Quando Dawodow, cinquantesimo imperatore della Quarta Dinastia di Mahigul, giunse al trono, molte statue di suo nonno Andow e di suo padre Dowwode s’innalzavano nella capitale e nelle altre città del paese.
Dawodow ordinò che fossero tutte corrette a propria immagine, in modo che tutti divenissero suoi ritratti; inoltre fece scolpire innumerevoli nuove raffigurazioni di se stesso. Migliaia di operai vennero impiegati in immense cave di pietra e nelle botteghe, per eseguire ritratti idealizzati dell’imperatore Dawodow.
Tra le vecchie immagini con faccia modificata e quelle nuove, erano così tante che non rimanevano sufficienti piedestalli e plinti su cui posarle né nicchie dove infilarle, cosicché vennero piazzate sui marciapiedi, agli incroci delle strade, sui gradini dei templi e degli edifici pubblici e nelle piazze e nei rondò. E poiché l’imperatore continuava a pagare gli scultori perché scolpissero le statue e le cave continuavano a sfornarne, presto ce ne furono troppe per collocarle singolarmente; presero a formarsi gruppi e capannelli di Dawodow immobili, in mezzo alla gente che se ne andava per i suoi affari in ogni paese e città del regno. Anche i paesini più piccoli avevano i loro dieci o dodici Dawodow, immobili nella strada maestra o nei viottoli laterali, tra i porci e le galline.
Spesso, di notte l’imperatore indossava vesti nere, comuni e non appariscenti, e lasciava il palazzo da una porta segreta. Alcuni ufficiali della guardia di palazzo lo seguivano a una certa distanza per proteggerlo durante quelle escursioni notturne nella capitale, che all’epoca si chiamava Dawodowa. Sia loro, sia altri funzionari di palazzo, furono testimoni parecchie volte del suo comportamento.

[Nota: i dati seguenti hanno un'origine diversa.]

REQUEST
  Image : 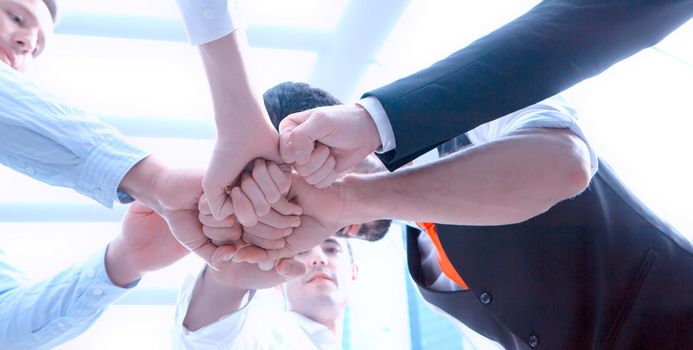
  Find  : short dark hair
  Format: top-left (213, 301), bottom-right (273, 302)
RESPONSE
top-left (262, 81), bottom-right (391, 242)
top-left (262, 81), bottom-right (342, 129)
top-left (43, 0), bottom-right (58, 23)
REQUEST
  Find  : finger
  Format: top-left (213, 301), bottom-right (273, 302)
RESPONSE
top-left (274, 258), bottom-right (306, 279)
top-left (274, 258), bottom-right (306, 280)
top-left (280, 112), bottom-right (336, 165)
top-left (233, 245), bottom-right (296, 263)
top-left (243, 232), bottom-right (285, 249)
top-left (128, 201), bottom-right (154, 215)
top-left (279, 111), bottom-right (314, 164)
top-left (166, 210), bottom-right (217, 264)
top-left (243, 222), bottom-right (293, 243)
top-left (252, 159), bottom-right (281, 203)
top-left (241, 174), bottom-right (270, 216)
top-left (233, 245), bottom-right (267, 263)
top-left (198, 213), bottom-right (236, 227)
top-left (334, 152), bottom-right (370, 173)
top-left (202, 225), bottom-right (243, 241)
top-left (231, 186), bottom-right (257, 226)
top-left (210, 245), bottom-right (237, 270)
top-left (304, 156), bottom-right (336, 185)
top-left (267, 162), bottom-right (291, 196)
top-left (295, 143), bottom-right (330, 177)
top-left (313, 171), bottom-right (339, 188)
top-left (256, 210), bottom-right (301, 229)
top-left (205, 187), bottom-right (234, 220)
top-left (272, 197), bottom-right (303, 216)
top-left (257, 261), bottom-right (276, 271)
top-left (197, 194), bottom-right (212, 215)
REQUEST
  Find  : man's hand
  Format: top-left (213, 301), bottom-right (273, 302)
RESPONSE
top-left (106, 202), bottom-right (188, 287)
top-left (202, 127), bottom-right (288, 221)
top-left (120, 156), bottom-right (241, 268)
top-left (279, 105), bottom-right (380, 188)
top-left (234, 174), bottom-right (352, 264)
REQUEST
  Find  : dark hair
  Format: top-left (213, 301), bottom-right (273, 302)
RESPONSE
top-left (43, 0), bottom-right (58, 23)
top-left (262, 81), bottom-right (342, 129)
top-left (262, 81), bottom-right (391, 243)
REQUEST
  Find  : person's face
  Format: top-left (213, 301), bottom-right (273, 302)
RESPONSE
top-left (285, 236), bottom-right (357, 319)
top-left (0, 0), bottom-right (53, 72)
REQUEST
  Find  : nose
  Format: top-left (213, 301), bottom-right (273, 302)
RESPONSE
top-left (310, 246), bottom-right (327, 266)
top-left (12, 28), bottom-right (38, 55)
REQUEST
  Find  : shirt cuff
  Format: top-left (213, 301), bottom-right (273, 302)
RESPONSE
top-left (356, 96), bottom-right (397, 153)
top-left (176, 0), bottom-right (238, 45)
top-left (81, 247), bottom-right (140, 307)
top-left (76, 136), bottom-right (149, 208)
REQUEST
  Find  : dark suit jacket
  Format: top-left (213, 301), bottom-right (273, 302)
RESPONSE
top-left (407, 162), bottom-right (693, 350)
top-left (364, 0), bottom-right (693, 170)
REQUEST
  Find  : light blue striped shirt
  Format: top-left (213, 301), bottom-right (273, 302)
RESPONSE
top-left (0, 62), bottom-right (147, 208)
top-left (0, 248), bottom-right (139, 350)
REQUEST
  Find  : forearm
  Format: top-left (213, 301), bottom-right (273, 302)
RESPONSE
top-left (0, 250), bottom-right (129, 349)
top-left (105, 237), bottom-right (144, 288)
top-left (183, 267), bottom-right (249, 331)
top-left (199, 30), bottom-right (274, 140)
top-left (341, 130), bottom-right (590, 225)
top-left (119, 156), bottom-right (167, 215)
top-left (367, 0), bottom-right (693, 170)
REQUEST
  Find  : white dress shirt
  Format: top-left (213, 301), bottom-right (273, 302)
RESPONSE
top-left (414, 97), bottom-right (598, 292)
top-left (173, 276), bottom-right (341, 350)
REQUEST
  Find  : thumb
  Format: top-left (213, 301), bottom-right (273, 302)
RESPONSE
top-left (205, 188), bottom-right (233, 220)
top-left (279, 110), bottom-right (335, 164)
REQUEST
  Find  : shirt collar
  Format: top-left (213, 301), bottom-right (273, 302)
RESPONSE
top-left (289, 311), bottom-right (341, 349)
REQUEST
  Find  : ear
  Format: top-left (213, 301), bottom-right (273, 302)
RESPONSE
top-left (342, 224), bottom-right (361, 237)
top-left (351, 264), bottom-right (359, 281)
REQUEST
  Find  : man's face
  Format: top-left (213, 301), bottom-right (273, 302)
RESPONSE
top-left (0, 0), bottom-right (53, 72)
top-left (285, 236), bottom-right (357, 319)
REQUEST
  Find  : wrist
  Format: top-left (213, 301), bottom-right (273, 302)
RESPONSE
top-left (201, 266), bottom-right (250, 300)
top-left (335, 174), bottom-right (384, 226)
top-left (356, 104), bottom-right (382, 153)
top-left (118, 156), bottom-right (166, 212)
top-left (105, 238), bottom-right (142, 288)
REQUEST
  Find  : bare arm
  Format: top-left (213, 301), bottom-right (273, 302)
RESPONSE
top-left (342, 129), bottom-right (590, 225)
top-left (183, 259), bottom-right (305, 332)
top-left (183, 267), bottom-right (249, 331)
top-left (199, 30), bottom-right (280, 221)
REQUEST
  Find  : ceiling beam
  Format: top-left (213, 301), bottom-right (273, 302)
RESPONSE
top-left (309, 0), bottom-right (409, 100)
top-left (55, 13), bottom-right (330, 51)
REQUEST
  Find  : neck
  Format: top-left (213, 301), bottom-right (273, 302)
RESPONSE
top-left (318, 315), bottom-right (344, 344)
top-left (293, 307), bottom-right (345, 344)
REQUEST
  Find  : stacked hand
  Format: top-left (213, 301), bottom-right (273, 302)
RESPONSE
top-left (201, 106), bottom-right (380, 267)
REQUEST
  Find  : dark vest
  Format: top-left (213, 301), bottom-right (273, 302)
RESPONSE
top-left (407, 162), bottom-right (693, 349)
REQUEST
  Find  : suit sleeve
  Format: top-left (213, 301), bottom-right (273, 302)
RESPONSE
top-left (364, 0), bottom-right (693, 170)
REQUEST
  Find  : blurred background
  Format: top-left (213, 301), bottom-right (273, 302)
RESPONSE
top-left (0, 0), bottom-right (693, 349)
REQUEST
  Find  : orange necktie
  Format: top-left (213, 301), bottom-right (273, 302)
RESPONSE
top-left (416, 222), bottom-right (468, 289)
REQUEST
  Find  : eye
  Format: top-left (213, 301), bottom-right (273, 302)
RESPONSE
top-left (322, 247), bottom-right (342, 255)
top-left (10, 13), bottom-right (22, 24)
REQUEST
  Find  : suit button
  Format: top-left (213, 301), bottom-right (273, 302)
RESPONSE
top-left (479, 292), bottom-right (493, 305)
top-left (528, 334), bottom-right (539, 348)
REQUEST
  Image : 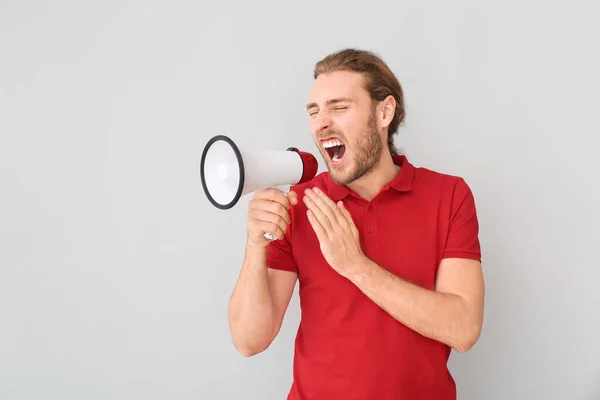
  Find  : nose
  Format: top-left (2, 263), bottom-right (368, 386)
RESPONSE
top-left (314, 112), bottom-right (332, 133)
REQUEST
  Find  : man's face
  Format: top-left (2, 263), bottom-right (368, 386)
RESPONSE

L’imperatore scendeva nelle strade e nelle piazze della capitale, per fermarsi davanti a una delle proprie statue, o a un gruppo di esse. Si rivolgeva a bassa voce alle proprie immagini, in tono sprezzante, e le insultava in un sussurro, si chiamava codardo, scemo, cornuto, impotente, idiota. Quando passava davanti a una statua, le sputava addosso. E se nella piazza non c’era nessuno, si fermava a orinare contro la scultura, oppure orinava in terra, raccoglieva il fango e lo strofinava sulla faccia della propria immagine e sull’iscrizione che esaltava le glorie del regno.
Se l’indomani un cittadino riferiva di avere visto, mentre passava, che una statua dell’imperatore era stata lordata, le guardie arrestavano il primo che trovavano, del paese o forestiero — se non trovavano nessuno, arrestavano il cittadino stesso che aveva denunciato il crimine — lo accusavano di sacrilegio e lo torturavano finché non moriva o confessava. In tal caso, l’imperatore, nella sua veste di Giudice Divino, lo condannava a morire nella prossima Esecuzione Giudiziaria di massa. Le esecuzioni avevano luogo ogni quaranta giorni; l’imperatore, i suoi sacerdoti e la corte assistevano. Dato che le vittime erano strangolate a una a una con la garrota, la cerimonia durava parecchie ore.
L’imperatore Dawodow regnò per trentasette anni. Venne strangolato nel bagno dal nipote Danda.
Nel corso della guerra civile che scoppiò allora, gran parte delle migliaia di statue di Dawodow vennero distrutte. Un gruppo! di esse, innalzato davanti al tempio di una piccola cittadina montana, rimase al suo posto per molti secoli, venerato dalla popolazione locale che vi vedeva le immagini delle Nove Benedette Guide al Mondo Infero. La pratica di strofinare oli profumati sul volto delle statue portò a cancellarne i lineamenti, riducendole a superfici lisce, ma quanto rimaneva dell’iscrizione permise a uno studioso della Settima Dinastia di riconoscervi gli ultimi superstiti dell’Innumerabile Dawodow.